Thursday, October 09, 2008

Nature using Creative Commons license for genome papers

A new paper that just came out by friends and colleeagues of mine from my days at TIGR (Comparative genomics of the neglected human malaria parasite : Plasmodium vivax) reminded me I wanted to blog about how it is a good thing that Nature is using a Creative Commons License for some (maybe all) genome sequencing papers they publish (at least in the main Nature journal). They do not use the fully open CC license that PLoS/BMC use but hey, it is better than many other journals who claim they are making this "Open."

The license they use is
"This article is distributed under the terms of the Creative Commons Attribution-Non-Commercial-Share Alike licence (, which permits distribution, and reproduction in any medium, provided the original author and source are credited. This licence does not permit commercial exploitation, and derivative works must be licensed under the same or similar licence."
Too bad they do not do this for all the papers they publish. Maybe Chris Gunter can convince them to do that even though she is now at Hudson Alpha. I think when she was at Nature she helped convince them to do this for genome papers.

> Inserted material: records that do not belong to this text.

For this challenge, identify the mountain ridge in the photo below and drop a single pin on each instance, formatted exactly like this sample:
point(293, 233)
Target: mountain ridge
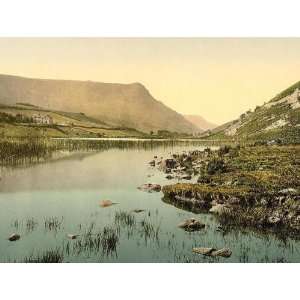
point(200, 122)
point(117, 104)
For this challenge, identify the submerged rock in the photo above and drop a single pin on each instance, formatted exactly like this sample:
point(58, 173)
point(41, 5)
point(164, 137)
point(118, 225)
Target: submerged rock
point(219, 209)
point(191, 225)
point(72, 236)
point(150, 187)
point(138, 210)
point(203, 251)
point(152, 163)
point(14, 237)
point(289, 191)
point(224, 252)
point(168, 163)
point(106, 203)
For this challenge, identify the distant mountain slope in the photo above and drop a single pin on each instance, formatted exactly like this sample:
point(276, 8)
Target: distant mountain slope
point(128, 105)
point(279, 118)
point(200, 122)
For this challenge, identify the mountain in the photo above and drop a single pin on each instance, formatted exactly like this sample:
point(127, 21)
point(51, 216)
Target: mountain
point(277, 119)
point(200, 122)
point(123, 105)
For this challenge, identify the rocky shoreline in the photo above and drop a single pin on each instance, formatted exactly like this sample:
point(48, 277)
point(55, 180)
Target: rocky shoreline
point(253, 186)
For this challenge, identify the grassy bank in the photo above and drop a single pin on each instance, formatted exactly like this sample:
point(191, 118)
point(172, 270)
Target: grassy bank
point(254, 186)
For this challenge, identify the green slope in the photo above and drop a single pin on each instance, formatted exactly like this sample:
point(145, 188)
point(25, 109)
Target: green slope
point(277, 119)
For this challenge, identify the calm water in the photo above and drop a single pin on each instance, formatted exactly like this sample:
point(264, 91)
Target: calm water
point(69, 191)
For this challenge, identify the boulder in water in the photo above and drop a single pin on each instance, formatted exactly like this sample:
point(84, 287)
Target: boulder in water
point(14, 237)
point(106, 203)
point(150, 187)
point(191, 225)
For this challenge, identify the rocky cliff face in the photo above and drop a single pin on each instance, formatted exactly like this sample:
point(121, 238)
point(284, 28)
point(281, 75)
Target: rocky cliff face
point(126, 105)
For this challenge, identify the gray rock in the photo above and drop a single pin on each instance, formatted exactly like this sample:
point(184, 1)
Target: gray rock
point(274, 220)
point(224, 252)
point(138, 210)
point(219, 209)
point(289, 191)
point(191, 225)
point(152, 163)
point(203, 251)
point(150, 187)
point(14, 237)
point(169, 163)
point(72, 236)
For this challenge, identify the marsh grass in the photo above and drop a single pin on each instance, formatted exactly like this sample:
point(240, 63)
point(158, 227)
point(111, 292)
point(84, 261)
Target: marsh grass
point(104, 241)
point(30, 149)
point(149, 230)
point(49, 256)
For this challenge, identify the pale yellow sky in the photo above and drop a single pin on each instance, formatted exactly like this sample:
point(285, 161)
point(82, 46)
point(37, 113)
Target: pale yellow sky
point(216, 78)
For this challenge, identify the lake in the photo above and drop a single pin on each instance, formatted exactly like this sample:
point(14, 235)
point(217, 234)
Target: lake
point(47, 201)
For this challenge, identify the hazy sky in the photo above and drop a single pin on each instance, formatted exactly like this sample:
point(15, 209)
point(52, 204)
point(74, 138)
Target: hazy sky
point(216, 78)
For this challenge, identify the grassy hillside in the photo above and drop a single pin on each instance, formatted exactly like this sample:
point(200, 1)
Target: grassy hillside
point(122, 105)
point(277, 119)
point(16, 121)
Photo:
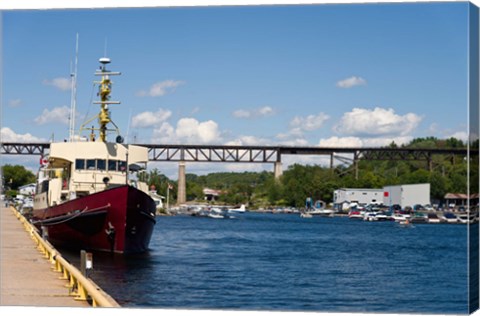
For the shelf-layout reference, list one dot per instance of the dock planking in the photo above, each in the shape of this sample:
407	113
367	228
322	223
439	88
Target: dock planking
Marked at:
26	277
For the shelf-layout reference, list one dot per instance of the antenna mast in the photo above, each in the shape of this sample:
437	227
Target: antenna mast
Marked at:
73	101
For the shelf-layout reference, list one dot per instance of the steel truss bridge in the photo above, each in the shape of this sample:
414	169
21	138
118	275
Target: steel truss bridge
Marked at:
259	154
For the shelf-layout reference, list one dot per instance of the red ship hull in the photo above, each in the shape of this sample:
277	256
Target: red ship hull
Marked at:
118	220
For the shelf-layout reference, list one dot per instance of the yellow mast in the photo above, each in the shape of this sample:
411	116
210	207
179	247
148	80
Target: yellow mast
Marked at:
105	88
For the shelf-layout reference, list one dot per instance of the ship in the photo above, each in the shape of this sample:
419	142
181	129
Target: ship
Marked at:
90	194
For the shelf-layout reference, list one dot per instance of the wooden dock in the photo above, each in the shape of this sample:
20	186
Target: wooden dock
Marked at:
26	277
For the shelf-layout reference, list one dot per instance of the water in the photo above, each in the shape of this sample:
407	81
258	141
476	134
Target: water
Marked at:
288	263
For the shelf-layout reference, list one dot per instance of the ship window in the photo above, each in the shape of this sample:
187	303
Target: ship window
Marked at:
101	164
90	164
80	164
122	166
112	165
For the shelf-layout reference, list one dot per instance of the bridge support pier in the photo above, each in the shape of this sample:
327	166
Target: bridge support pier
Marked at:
277	170
182	192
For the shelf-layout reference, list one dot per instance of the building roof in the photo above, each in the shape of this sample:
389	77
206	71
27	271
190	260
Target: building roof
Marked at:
27	186
456	196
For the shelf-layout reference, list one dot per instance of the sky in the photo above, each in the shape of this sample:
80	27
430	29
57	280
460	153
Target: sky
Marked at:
296	75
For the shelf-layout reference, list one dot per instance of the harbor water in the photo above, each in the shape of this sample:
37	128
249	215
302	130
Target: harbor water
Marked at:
288	263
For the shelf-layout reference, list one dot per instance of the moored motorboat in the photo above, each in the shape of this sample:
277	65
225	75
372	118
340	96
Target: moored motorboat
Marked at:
449	217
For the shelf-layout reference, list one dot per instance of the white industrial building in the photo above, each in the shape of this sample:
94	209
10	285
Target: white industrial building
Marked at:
407	194
28	189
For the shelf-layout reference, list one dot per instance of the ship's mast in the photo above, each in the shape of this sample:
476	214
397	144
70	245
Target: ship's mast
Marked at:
73	101
105	88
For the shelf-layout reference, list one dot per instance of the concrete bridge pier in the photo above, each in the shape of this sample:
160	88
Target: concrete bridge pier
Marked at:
182	191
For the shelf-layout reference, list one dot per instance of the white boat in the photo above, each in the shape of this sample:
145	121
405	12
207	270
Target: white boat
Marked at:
450	218
400	217
370	216
433	218
405	223
355	214
241	209
321	212
215	215
306	215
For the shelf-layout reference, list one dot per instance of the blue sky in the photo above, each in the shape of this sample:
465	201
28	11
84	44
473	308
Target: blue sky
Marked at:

  1. I think they making all of their genomes papers freely available. They announced this here a while back (I'm guessing you saw it). Does this differ from the creative commons licence?

    Graham Coop

  2. seems like that is when they switched to cc licenses

  3. I think this policy applies across all Nature publications, as our recent paper in Nature Genetics on comparative resequencing of Typhi genomes is freely available under the CC license.